First of all, I want to see Los Texmaniacs do the intro and exit music for SA Mayor Julian Castro at the Democratic National Convention.
Secondly, Los Texmaniacs happen to be my favorite conjunto band. Led by the dexterous Bajo Sexto playing of Grammy Winner Max Baca and the acordeon of the legendary David Farias, they provide fans world-wide a variety of music. They can go from conjunto to country and back for some more. Drummer Lorenzo Martinez and Bassist Oscar Garcia provide the group some extra sabor with their intense playing. Martinez does double-duty playing the Guitarron on some of the tunes.
Texas Towns and Tex-Mex Sounds was produced by the good people at Smithsonian Folkways, and serves as Los Texmaniacs’ second compilation of classic hits on that label. And this time around, they push the envelope by adding some really neat classics to this 18-track recording.
The tried and true Ay Te Dejo En San Antonio launches this production, followed by the Lydia Mendoza classic Amor Bonito. But the Maniacs waste no time getting to the special tunes, givinng us a bajo-acordeon instrumental of the Marty Robbins classic, El Paso, combined with San Antonio Rose with Ray Benson of Asleep at the Wheel providing the vocals.

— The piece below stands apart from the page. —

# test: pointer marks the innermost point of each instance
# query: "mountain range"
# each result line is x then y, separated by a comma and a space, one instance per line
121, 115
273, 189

Much like 2010’s Grammy winning Borders y Bailes, Los Texmaniacs give us timeless instrumentals, such as Santiago Jimenez, Sr.’s Viva Seguin, the Mexican classic Antotonilco, and the vals, Salvador. But another instrumental gift is that of a Texas medley, featuring The Eyes of Texas and Deep in the Heart of Texas. With Farias on the acordeon, Bobby Flores on the fiddle, and Baca’s riffs on the Bajo, these are the tunes I’d like to see at the DNC (hint-hint).
Other canciones-polkas that are timeless include El Buque de Mas Potencia, and Por Una Mujer Casada. Baca penned the newer polkita, Ana Mia, which even has a video. The Texmaniacs also expertly provide us some smooth boleros, including Si Quieres Verme Llorar, Los Barandales del Puente, and Mil Besos (vocals byLorenzo Martinez). But the tune that really hits this heart is the corrido, El Contrabando de El Paso. Baca is also joined on vocals by Jason Roberts of Asleep at the Wheel for an amazing rendition of Waltz Across Texas.
Many record companies have attempted to reignite the conjunto genre by selling the old stuff, and preserving our culture and music should be priority one. But Los Texmaniacs have taken it a step further by giving us these tunes in a soulful manner without the tunes losing their integrity. What makes this production a special one is being secure in the knowledge that Baca and the gang can reproduce this stuff live and to perfection. Check out a show one of these days!
Texas Towns and Tex-Mex Sounds is readily available on the Smithsonian Folksways site for purchase and download. You never get this great a deal for 18 tracks.